Provisions for remediation costs are made when there is a present obligation, it is probable that expenditure on remediation work will be required and the cost can be estimated within a reasonable range of possible outcomes. These costs are based on facts currently available, technology expected to be available at the time of the clean-up, laws and regulations presently or virtually certain to be enacted, and previous experience in the remediation of contaminated sites. Provision for restoration and decommissioning costs are made at the present value of the expenditures expected to settle the obligation, using estimated cash flows based on current prices and discounted at a pre-tax rate that reflects current market assessments of the time value of money.

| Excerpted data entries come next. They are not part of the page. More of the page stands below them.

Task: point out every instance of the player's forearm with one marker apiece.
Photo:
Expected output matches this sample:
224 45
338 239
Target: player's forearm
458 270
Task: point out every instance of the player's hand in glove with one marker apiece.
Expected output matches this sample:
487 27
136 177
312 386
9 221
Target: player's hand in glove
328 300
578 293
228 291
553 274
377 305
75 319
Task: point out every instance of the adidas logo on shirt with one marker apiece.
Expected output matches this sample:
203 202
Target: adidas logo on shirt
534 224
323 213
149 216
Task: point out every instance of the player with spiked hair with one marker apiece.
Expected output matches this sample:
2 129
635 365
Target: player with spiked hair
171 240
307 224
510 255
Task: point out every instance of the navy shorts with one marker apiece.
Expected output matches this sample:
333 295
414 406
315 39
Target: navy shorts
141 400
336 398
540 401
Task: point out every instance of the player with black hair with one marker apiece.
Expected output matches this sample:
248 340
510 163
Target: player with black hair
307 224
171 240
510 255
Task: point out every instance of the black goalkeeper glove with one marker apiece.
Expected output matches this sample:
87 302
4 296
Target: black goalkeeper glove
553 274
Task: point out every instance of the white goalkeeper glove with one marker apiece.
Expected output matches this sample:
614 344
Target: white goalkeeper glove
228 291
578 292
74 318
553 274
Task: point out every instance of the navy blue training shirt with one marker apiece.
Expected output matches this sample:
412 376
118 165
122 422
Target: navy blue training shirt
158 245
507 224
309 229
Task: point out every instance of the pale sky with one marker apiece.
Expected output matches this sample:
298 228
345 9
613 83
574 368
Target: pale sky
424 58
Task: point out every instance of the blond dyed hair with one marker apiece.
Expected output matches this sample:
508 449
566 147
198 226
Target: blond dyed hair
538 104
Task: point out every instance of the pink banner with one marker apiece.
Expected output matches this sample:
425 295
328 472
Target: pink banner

Rehabilitation liabilities per operation ($m)
Operation 2012 2011
Restoration Decommissioning Total Total
South Africa 43.7 105.1 148.8 154.8
Great Noligwa 0.6 9.5 10.1 15.7
Kopanang 1.0 17.0 18.0 22.9
Moab Khotsong 1.7 23.9 25.6 31.2
TauTona 12.4 7.4 19.8 23.8
Savuka 4.3 3.8 8.1 8.6
Mponeng 2.2 3.3 5.5 10.2
Legacy projects        
– Vaal River 14.2 14.2 9.4
– West Wits 7.0 7.0 1.1
– Other 0.6 0.6 0.6
ERGO (1) 16.8 5.0 21.8 30.3
Mine Waste Solutions 4.1 13.1 17.2
Nufcor 0.9 0.9 1.0
Continental Africa 275.1 152.4 427.5 364.3
Iduapriem 28.4 14.6 43.0 44.3
Obuasi 136.8 46.8 183.6 143.9
Mpasatia (Bibiani pit) 8.8 8.8 8.6
Siguiri 33.2 37.5 70.7 53.1
Morila 2.7 2.3 5.0 5.6
Sadiola 12.9 11.1 24.0 24.6
Yatela 6.8 8.3 15.1 14.4
Navachab 3.1 2.4 5.5 3.3
Mongbwalu 6.0 2.4 8.4 7.9
Kibali 2.1 2.1
Geita 36.4 25.0 61.4 58.6
Australasia 26.8 34.7 61.5 42.0
Sunrise Dam 26.8 13.2 40.0 40.6
Tropicana 21.5 21.5 1.4
Americas 211.9 37.6 249.5 230.3
Cerro Vanguardia 35.8 10.4 46.2 38.9
AngloGold Ashanti Mineração 68.6 18.1 86.7 81.9
Serra Grande 18.7 5.1 23.8 27.6
United States of America        
Cripple Creek & Victor 87.1 4.0 91.1 81.1
La Colosa 1.7 1.7 0.8
Sub-total 557.5 329.8 887.3 791.4
Less equity accounted investments included above (1) (22.4) (23.8) (46.2) (44.6)
AngloGold Ashanti 535.1 306.0 841.1 746.8
  1. (1)Subsequent to year end, the ERGO licence was transferred to DRDGOLD Limited.